Enfin, en ce moment difficile qui a suivi la dévaluation, un Fonds spécial de développement doté de 300 M.F. a été mis en place à titre exceptionnel. Au delà de ses objectifs immédiats, il a fait redécouvrir un mode de coopération oublié, celui des actions de proximité menées en liaison avec les opérateurs locaux et les collectivités territoriales, 100 M.F. supplémentaires ont été dégagés afin de poursuivre cette aide exceptionnelle jusqu'à la fin de l'année 1994 ; elle portera ainsi sur 400 MF au total. J'ai demandé au ministre de la Coopération de veiller à ce que les leçons de cette expérience se traduisent par un accroissement, l'an prochain, de la part des crédits d'aide dont l'utilisation est déconcentrée.
Les objectifs que vous poursuivez sont ambitieux :
- engager l'Afrique subsaharienne dans la voie du développement économique ;
- lui rendre la place qui doit être la sienne dans le monde.
La tâche sera longue mais aussi vous n'êtes pas sans atouts, loin sans faut. L'appartenance à la zone franc constitue tout d'abord un avantage unique sur le continent africain que vous avez entrepris de renforcer par une stratégie d'intégration régionale. Ce mécanisme de coopération monétaire pourra ainsi pleinement jouer son rôle au service d'un développement durable.
Certes, le chemin que vous avez emprunté n'est pas facile, les processus de développement sont longs, les difficultés sont nombreuses, mais les choix de politique économique que vous avez opérés sont les bons. Les premiers signes d'une reprise de la croissance se sont déjà manifestés.
La France sera, comme toujours, présente à vos côtés : en 1992 l'aide publique au développement s'est élevée à 44 milliards de francs, sont 0,63 % du PNB, ce qui place notre pays parmi les tout premiers bailleurs de fonds en matière de développement. La moitié de cette aide publique est destinée à l'Afrique subsaharienne.
Au-delà de son effort propre, la France s'est toujours battue pour que les institutions internationales et l'Union européenne aident l'Afrique. Elle l'a fait avec succès qu'il s'agisse de la mobilisation des concours financiers des institutions de Bretton Woods et de la Commission européenne pour réussir la dévaluation du franc CFA, ou de l'accroissement continu des moyens financiers mis au service de la Convention de Lomé. La France continuera de plaider également pour un allégement du fardeau de la dette. Elle veillera à ce que les engagements pris au Sommet de Naples soient mis en oeuvre aussi rapidement que possible.

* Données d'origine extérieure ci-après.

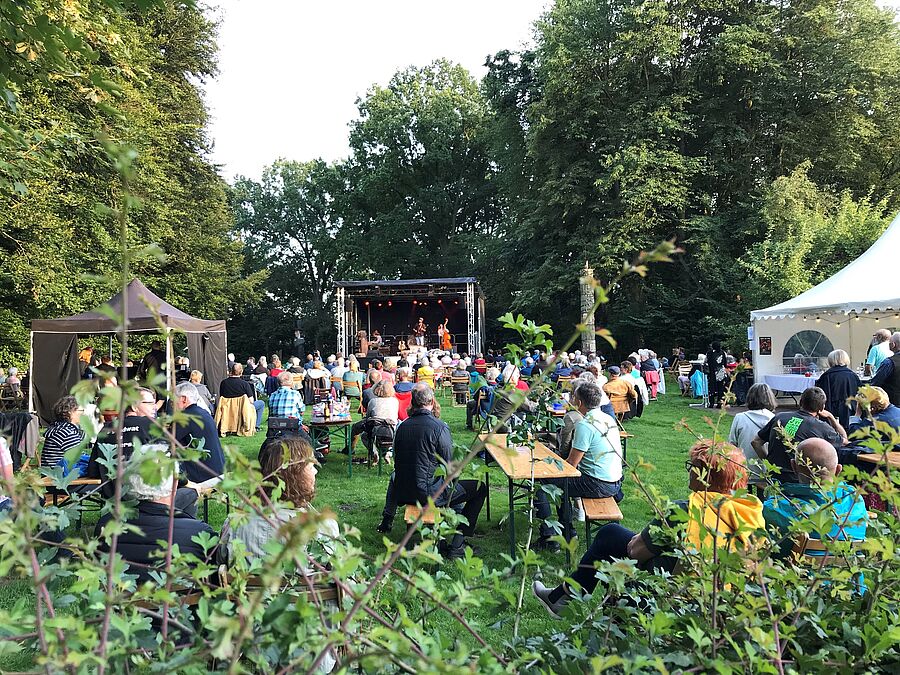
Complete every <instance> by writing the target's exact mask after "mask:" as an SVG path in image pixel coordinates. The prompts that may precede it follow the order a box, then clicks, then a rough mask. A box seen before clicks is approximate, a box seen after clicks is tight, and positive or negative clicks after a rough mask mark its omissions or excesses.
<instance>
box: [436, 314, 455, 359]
mask: <svg viewBox="0 0 900 675" xmlns="http://www.w3.org/2000/svg"><path fill="white" fill-rule="evenodd" d="M449 321H450V319H449V318H447V319H444V323H441V324H438V344H439V345H440V346H441V349H443V350H444V351H445V352H449V351H450V349H451V348H452V345H451V344H450V331H449V330H448V329H447V323H448V322H449Z"/></svg>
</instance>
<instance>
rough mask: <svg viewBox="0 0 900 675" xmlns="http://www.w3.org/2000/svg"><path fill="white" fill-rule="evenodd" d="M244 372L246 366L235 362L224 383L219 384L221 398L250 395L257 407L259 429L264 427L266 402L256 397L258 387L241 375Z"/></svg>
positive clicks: (257, 430) (257, 427) (253, 404)
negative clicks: (244, 369) (242, 376)
mask: <svg viewBox="0 0 900 675" xmlns="http://www.w3.org/2000/svg"><path fill="white" fill-rule="evenodd" d="M243 374H244V366H242V365H241V364H240V363H235V364H234V366H233V367H232V369H231V372H230V373H229V374H228V377H226V378H225V379H224V380H222V383H221V384H220V385H219V398H240V397H241V396H248V397H249V398H250V401H251V402H252V403H253V407H254V408H255V409H256V429H257V431H258V430H259V429H260V427H262V418H263V413H264V411H265V409H266V404H265V403H264V402H263V401H260V400H258V399H257V398H256V388H255V387H254V386H253V385H252V384H250V383H249V382H247V381H246V380H244V379H243V378H242V377H241V376H242V375H243Z"/></svg>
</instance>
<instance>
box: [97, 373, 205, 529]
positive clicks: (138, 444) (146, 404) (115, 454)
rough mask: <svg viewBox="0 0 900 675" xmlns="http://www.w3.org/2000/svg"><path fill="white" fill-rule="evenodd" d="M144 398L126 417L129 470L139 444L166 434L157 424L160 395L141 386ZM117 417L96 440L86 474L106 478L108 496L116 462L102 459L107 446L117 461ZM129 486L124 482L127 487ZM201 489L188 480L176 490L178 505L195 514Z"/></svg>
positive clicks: (112, 491) (140, 389) (182, 507)
mask: <svg viewBox="0 0 900 675" xmlns="http://www.w3.org/2000/svg"><path fill="white" fill-rule="evenodd" d="M137 394H138V395H139V396H140V399H139V400H138V402H137V403H134V404H132V405H130V406H129V407H128V409H127V410H126V411H125V416H124V417H123V418H122V422H121V424H122V459H124V460H125V462H126V464H125V467H126V470H127V467H128V462H129V461H130V459H131V455H132V453H133V452H134V450H135V448H136V446H137V445H140V446H144V445H149V444H150V443H151V442H152V441H154V440H157V439H159V438H160V437H161V436H162V430H161V429H160V428H159V427H158V426H155V425H154V424H153V420H154V419H156V395H155V394H154V393H153V391H152V390H151V389H147V388H145V387H140V388H138V390H137ZM116 424H117V421H116V420H113V421H111V422H110V423H109V424H107V426H105V427H104V430H103V432H102V433H101V435H100V437H99V438H98V439H97V442H96V443H95V444H94V448H93V450H92V451H91V457H90V460H89V461H88V466H87V472H86V474H85V477H87V478H96V479H99V480H102V481H104V482H103V484H102V485H101V486H100V494H102V495H103V496H104V497H106V498H107V499H110V498H112V497H113V496H114V495H115V482H116V470H115V466H112V467H111V468H107V467H106V466H105V465H104V464H102V463H101V461H100V460H101V459H103V458H104V457H105V456H106V454H107V453H106V450H109V451H110V456H111V459H112V460H113V463H115V458H116V448H115V445H116V428H115V425H116ZM124 488H125V486H123V489H124ZM197 496H198V493H197V490H195V489H194V488H193V487H190V486H189V485H188V483H187V481H184V485H183V486H181V487H179V488H178V491H177V493H176V494H175V507H176V508H177V509H179V510H181V511H184V512H185V513H189V514H191V515H194V514H196V513H197Z"/></svg>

L'Afrique est une priorité pour la France. Nous ferons de notre mieux pour que vous parveniez à relever le défi du développement.
Quand je regarde un pays comme la Côte d'Ivoire, tout m'indique que ce défi peut être relevé. Le Président Houphouët-Boigny en était à juste titre convaincu en dépit des difficultés rencontrées et qui sont maintenant en passe d'être surmontées. Les pays de la zone franc sont riches en hommes et en ressources. le sous-développement n'est pas une fatalité. Je sais que l'Afrique relèvera ce nouveau défi et sera digne des espoirs que nous mettons en elle. D'autres pays sur d'autres continents ont su prendre le chemin du développement. Les pays d'Afrique sauront trouver le leur. Je suis venu vous dire aujourd'hui la confiance du gouvernement français, celle des entreprises françaises dans votre avenir. Vive la Côte d'Ivoire ! Vive l'amitié franco-ivoirienne.